Le 14 mars, il est hospitalisé et sa vie bascule. "Je suis entré en me disant : "Je suis bientôt mort". Je l'ai admis, avec amertume. Je pensais à mes enfants, à tous ceux que je laissais."

Le 17 mars, il appelle sa famille juste avant d'être intubé pour faire ses adieux. Ses chances de survie sont minces. "Je me disais : "Bon, on va mourir. Le tout est de savoir maintenant comment, quand et avec quelles souffrances?" Donc moi, je me disais : "Pourvu que je meure vite maintenant, pour que ce soit fini et qu'on n'en parle plus"."

Autour de lui, il voit toute la violence de cette lutte désespérée entre la vie et la mort qui se joue en réanimation. "C'est effrayant! De voir des gens... et puis de voir des nouveaux", parce que d'autres sont morts, parce que le flot de malades ne tarit pas.  "J'ai vu un couple de vieux arriver, avec une petite peluche, une canne, des petits chiens qui étaient dessus... Ils sont morts. C'est poignant. On les voit (...) et on voit tout l'acharnement du personnel. Le vieux monsieur, il était dans un coma dépassé et j'ai vu que tous les jours ils le massaient, ils le tournaient, ils lubrifiaient sa peau pour pas qu'il dessèche, ils le nourrissaient, ils vidaient ses urines, ils le perfusaient... Tous les jours, tous les jours! J'étais admiratif."

Lui aussi restera dans un coma profond durant six jours. Claude pense à une phrase du poète Charles Baudelaire. "Je me disais: "Je vais mourir immobile dans d'immenses efforts." J'étais incapable de bouger la tête. Je regardais du coin de l'oeil. J'ai vu des gens tomber, je ne savais plus si c'était vrai ou pas. (...) J'ai vu un type très costaud tomber comme un porte-manteau qui se décroche, un boum, et après je l'ai vu dans un lit, inerte. Et je crains qu'il soit mort."

Pourtant, Claude s'accroche, se disant que s'il reste une "petite chance" de s'en sortir, il ne doit pas la laisser passer. "Même inerte, j'ai commencé à faire travailler mes mains, justement pour arriver à soulever une main puis l'autre, essayer de toucher mon genou, et ça en permanence. Je me disais si j'ai peut-être une chance de vivre, il faut que je puisse marcher, il faut que je puisse retrouver un petit peu mes sensations et il ne faut pas perdre de temps. Puisqu'on ne fout rien, eh bien je vais travailler mes petits muscles, et ça, ça m'a tenu de bout en bout."

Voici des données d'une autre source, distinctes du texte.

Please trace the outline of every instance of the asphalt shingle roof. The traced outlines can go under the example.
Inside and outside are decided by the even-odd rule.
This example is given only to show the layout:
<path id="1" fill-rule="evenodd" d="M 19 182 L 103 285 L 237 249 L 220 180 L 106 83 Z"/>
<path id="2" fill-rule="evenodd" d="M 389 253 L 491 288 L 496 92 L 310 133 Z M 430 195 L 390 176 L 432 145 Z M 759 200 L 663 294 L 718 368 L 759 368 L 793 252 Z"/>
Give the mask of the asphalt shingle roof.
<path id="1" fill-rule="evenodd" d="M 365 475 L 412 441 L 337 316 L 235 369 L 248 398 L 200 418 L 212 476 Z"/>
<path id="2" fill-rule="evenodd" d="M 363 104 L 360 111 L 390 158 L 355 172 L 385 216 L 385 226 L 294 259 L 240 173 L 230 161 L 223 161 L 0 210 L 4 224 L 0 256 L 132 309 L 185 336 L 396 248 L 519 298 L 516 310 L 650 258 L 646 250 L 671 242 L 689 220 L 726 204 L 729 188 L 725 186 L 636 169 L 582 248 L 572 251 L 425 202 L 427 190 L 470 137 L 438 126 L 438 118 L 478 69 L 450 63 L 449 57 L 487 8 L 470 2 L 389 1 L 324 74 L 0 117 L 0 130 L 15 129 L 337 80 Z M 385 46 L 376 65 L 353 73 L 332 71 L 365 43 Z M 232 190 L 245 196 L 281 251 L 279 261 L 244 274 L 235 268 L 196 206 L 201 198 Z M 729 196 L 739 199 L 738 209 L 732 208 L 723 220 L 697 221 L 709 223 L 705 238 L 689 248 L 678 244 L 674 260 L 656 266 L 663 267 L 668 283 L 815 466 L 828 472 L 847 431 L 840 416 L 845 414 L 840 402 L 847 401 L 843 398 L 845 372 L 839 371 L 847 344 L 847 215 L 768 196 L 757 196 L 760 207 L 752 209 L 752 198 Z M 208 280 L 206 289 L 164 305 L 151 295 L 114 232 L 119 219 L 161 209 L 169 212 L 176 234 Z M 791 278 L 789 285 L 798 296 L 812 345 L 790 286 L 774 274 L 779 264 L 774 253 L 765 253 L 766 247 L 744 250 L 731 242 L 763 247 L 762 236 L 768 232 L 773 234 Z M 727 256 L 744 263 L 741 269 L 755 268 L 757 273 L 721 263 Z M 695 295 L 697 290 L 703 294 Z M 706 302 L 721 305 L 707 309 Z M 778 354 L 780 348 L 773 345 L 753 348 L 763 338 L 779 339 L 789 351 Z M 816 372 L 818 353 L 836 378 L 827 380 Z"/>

Aujourd'hui, Claude est le deuxième patient à être sorti du centre de réanimation d'Ajaccio. Il doit rester encore deux semaines à l'hôpital pour sa rééducation. "Je ne me plains pas, j'arrive à marcher de nouveau", dit-il, même s'il se sent comme un funambule, pas sûr que ses jambes tiennent le coup. "Il a fallu tout réapprendre, réapprendre à écrire, à marcher, à tenir debout. Je ne pensais pas que ça pouvait être aussi dur", confie-t-il à l'AFP. La maladie et la réanimation ont aussi "tapé dans le cerveau, et fort". "Bon, je n'ai plus la paranoïa, ni le délire, mais j'ai des difficultés de souvenirs. On me dit quelque chose (...) ça rentre par une oreille, ça sort par l'autre".

Pourtant, malgré cette épreuve, il se réjouit chaque matin en regardant le soleil. "Je dis "Sol invictus, le soleil invaincu se lève". C'est une matinée que je n'aurais pas dû voir. Tout est beau, tout est bien, tout est merveilleux."  Il insiste: "La vie est tragique mais elle est belle. Chaque journée, il faut la déguster."